『レース前と同じだよ。リングだけ見て集中しろよ』

 碧人がボールを弾ませる。

『あとは心のなかで「入れ!」って叫ぶんだな』
『そんなんで入れば、おれだって……』

 碧人がリングをにらみ、シュートを放つ。だけどボールはリングに当たり、そのまま外にはじかれた。

『もっと集中しろ』

 瑛介くんに言われている碧人を見て、一成がにやにや笑う。

『碧人は一生、おれたちに勝てねぇな』
『うるせー、いっせー! いまに見てろよ! ぜったいおまえらに勝ってやるからな!』

 あのころの碧人の学校でのイメージは、明るくていつも笑っている子。

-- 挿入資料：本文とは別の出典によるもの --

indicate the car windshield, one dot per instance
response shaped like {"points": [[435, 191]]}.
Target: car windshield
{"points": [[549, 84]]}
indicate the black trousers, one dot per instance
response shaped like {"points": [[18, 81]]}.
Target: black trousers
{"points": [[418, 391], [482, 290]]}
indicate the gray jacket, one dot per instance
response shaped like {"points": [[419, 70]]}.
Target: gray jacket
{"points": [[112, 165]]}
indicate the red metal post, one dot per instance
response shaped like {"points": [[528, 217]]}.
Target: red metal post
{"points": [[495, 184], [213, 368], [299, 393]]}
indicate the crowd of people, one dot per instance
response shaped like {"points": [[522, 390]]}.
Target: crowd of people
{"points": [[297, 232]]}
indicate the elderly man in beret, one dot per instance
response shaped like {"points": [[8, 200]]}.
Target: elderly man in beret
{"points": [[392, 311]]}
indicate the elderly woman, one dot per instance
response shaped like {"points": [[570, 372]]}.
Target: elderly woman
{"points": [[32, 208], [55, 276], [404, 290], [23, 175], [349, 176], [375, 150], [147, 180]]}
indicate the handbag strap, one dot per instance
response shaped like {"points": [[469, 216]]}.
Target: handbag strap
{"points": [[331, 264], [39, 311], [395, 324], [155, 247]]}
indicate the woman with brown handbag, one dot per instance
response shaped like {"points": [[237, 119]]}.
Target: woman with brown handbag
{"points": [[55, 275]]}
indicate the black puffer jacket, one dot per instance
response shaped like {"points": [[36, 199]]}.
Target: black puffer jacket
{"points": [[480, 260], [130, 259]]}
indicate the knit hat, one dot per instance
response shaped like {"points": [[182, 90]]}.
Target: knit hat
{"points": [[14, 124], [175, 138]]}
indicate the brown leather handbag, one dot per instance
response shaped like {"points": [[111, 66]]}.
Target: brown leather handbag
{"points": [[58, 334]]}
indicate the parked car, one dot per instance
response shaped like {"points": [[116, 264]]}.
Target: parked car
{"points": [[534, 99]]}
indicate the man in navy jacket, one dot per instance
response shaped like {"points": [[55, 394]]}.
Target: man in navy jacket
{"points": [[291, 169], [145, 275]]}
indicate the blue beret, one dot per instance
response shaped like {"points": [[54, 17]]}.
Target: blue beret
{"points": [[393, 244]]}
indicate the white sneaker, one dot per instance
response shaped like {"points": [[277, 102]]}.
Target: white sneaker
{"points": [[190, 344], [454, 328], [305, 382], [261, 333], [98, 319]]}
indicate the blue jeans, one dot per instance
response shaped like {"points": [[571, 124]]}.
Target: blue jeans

クラスの女の子たちに「碧人くんってカワイイ」なんて言われていた。
 でも実はすっごく負けず嫌いなやつだって、わたしは知っている。

 そしてその日から、わたしは碧人につきあわされた。
 みんなが帰ったあと、碧人が何回シュートを決められるか、数えてくれって言うんだ。

「なんでわたしがあんたに、つきあわなきゃなんないの? お腹すいたんですけど」
『うるせぇ! いいからちゃんと数えてろ!』
「そんなの自分でできるでしょ?」
『いいから!』

 碧人はほんとうにガキだった。
 わたしは毎日碧人につきあい、帰りが遅くなり、お母さんに怒られた。